I cannot overstate how incredibly wild it was to watch reasonable, well-adjusted people fall down this rabbit hole in the short span of two years.
"well now you're just being patronizing" 😂😂😂 i can't
So much truth in this! Thanks for the sketch.
When I was a kid, my dad worked and my mom got up early to make him breakfast.
When I was a tween, my dad got laid off, and my mom went to work to make ends meet. I don't recall if she made him breakfast at that time but I suspect so.
When my dad got into a different line of work, Mom (still working herself) got up early to make him breakfast.
When he retired, and she was working, I noticed that he had never gotten up early to make *her* breakfast.
Now that he's back to working, she cooks his breakfast at night (sometimes after midnight) and puts it in the fridge and gets the coffee ready so that he doesn't have to do much of anything in the morning aside from sit at the computer until it's time to go.

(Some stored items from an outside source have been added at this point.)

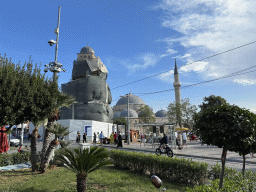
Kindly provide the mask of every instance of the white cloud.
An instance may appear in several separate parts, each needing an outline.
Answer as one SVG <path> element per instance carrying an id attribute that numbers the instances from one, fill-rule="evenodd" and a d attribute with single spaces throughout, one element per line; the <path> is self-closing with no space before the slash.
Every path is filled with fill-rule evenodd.
<path id="1" fill-rule="evenodd" d="M 256 113 L 256 108 L 250 109 L 251 112 Z"/>
<path id="2" fill-rule="evenodd" d="M 166 13 L 162 26 L 181 34 L 159 41 L 166 42 L 169 48 L 173 48 L 174 42 L 184 46 L 188 53 L 182 59 L 188 63 L 255 41 L 255 0 L 163 0 L 156 9 Z M 181 71 L 195 71 L 204 79 L 220 77 L 252 66 L 255 55 L 256 50 L 249 45 L 185 66 Z M 227 80 L 256 84 L 253 73 Z"/>
<path id="3" fill-rule="evenodd" d="M 170 70 L 166 73 L 163 73 L 161 75 L 159 75 L 159 79 L 164 81 L 164 82 L 173 82 L 173 78 L 174 78 L 174 71 L 173 70 Z"/>
<path id="4" fill-rule="evenodd" d="M 184 72 L 191 72 L 191 71 L 203 72 L 203 71 L 205 71 L 207 65 L 208 65 L 208 62 L 196 62 L 196 63 L 193 63 L 191 65 L 185 65 L 185 66 L 180 67 L 180 71 L 184 71 Z"/>
<path id="5" fill-rule="evenodd" d="M 240 83 L 242 85 L 253 85 L 253 84 L 256 84 L 255 81 L 248 80 L 248 79 L 235 79 L 234 82 Z"/>
<path id="6" fill-rule="evenodd" d="M 130 71 L 135 72 L 138 70 L 147 69 L 153 67 L 159 61 L 159 58 L 152 53 L 144 53 L 131 59 L 120 59 L 120 63 L 128 68 Z"/>

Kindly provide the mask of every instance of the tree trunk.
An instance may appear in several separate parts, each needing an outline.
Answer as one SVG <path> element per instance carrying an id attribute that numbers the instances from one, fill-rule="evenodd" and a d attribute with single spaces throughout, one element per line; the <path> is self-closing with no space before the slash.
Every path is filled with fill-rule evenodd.
<path id="1" fill-rule="evenodd" d="M 52 126 L 52 123 L 47 125 L 47 127 Z M 52 138 L 52 133 L 48 131 L 48 129 L 46 128 L 45 130 L 45 134 L 44 134 L 44 143 L 43 143 L 43 148 L 42 148 L 42 157 L 41 157 L 41 165 L 40 165 L 40 170 L 43 169 L 42 165 L 44 164 L 44 158 L 45 158 L 45 153 L 49 147 L 49 144 L 51 142 L 51 138 Z"/>
<path id="2" fill-rule="evenodd" d="M 81 172 L 76 175 L 76 187 L 77 187 L 77 192 L 84 192 L 87 190 L 87 183 L 86 183 L 86 173 Z"/>
<path id="3" fill-rule="evenodd" d="M 245 155 L 243 155 L 243 176 L 244 176 L 244 172 L 245 172 Z"/>
<path id="4" fill-rule="evenodd" d="M 224 173 L 225 173 L 226 157 L 227 157 L 227 149 L 225 147 L 223 147 L 222 155 L 221 155 L 222 171 L 221 171 L 221 174 L 220 174 L 219 189 L 222 189 L 222 187 L 223 187 L 223 179 L 224 179 Z"/>
<path id="5" fill-rule="evenodd" d="M 36 159 L 37 159 L 37 153 L 36 153 L 36 144 L 37 144 L 37 136 L 38 136 L 38 129 L 37 127 L 33 130 L 32 136 L 31 136 L 31 165 L 32 165 L 32 172 L 36 171 Z"/>
<path id="6" fill-rule="evenodd" d="M 41 173 L 44 173 L 46 168 L 48 167 L 48 165 L 49 165 L 49 162 L 48 162 L 49 155 L 51 154 L 52 150 L 54 150 L 54 147 L 56 145 L 58 145 L 58 140 L 57 139 L 52 140 L 48 149 L 47 149 L 47 151 L 46 151 L 46 153 L 45 153 L 44 159 L 41 162 L 41 165 L 40 165 L 40 172 Z"/>

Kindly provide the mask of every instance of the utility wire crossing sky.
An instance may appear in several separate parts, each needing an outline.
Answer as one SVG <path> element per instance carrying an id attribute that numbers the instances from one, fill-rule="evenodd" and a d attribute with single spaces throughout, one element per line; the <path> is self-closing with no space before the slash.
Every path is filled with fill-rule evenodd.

Somewhere along the line I realized that what I had initially thought of as a reasonable division of labor (he works, she makes him breakfast) was in fact just an expectation that she would make him breakfast regardless of what else she had to do, how late it was making her, how much sleep she wasn't getting, etc.
He also sometimes asks her to get him coffee as we're on the way out the door -- and she'll turn and do that for him before we leave. And if she's doing dishes while he's on the computer, he'll ask her for this or that, and she'll stop her chores to get him whatever so that he doesn't have to get up from the computer.
Irritates me. And gave me some lines in the sand for if I ever find a guy.
From the first sentence he wouldn’t have been able to talk over my throwing his shit out the window, don’t allow men to act like this even for a second.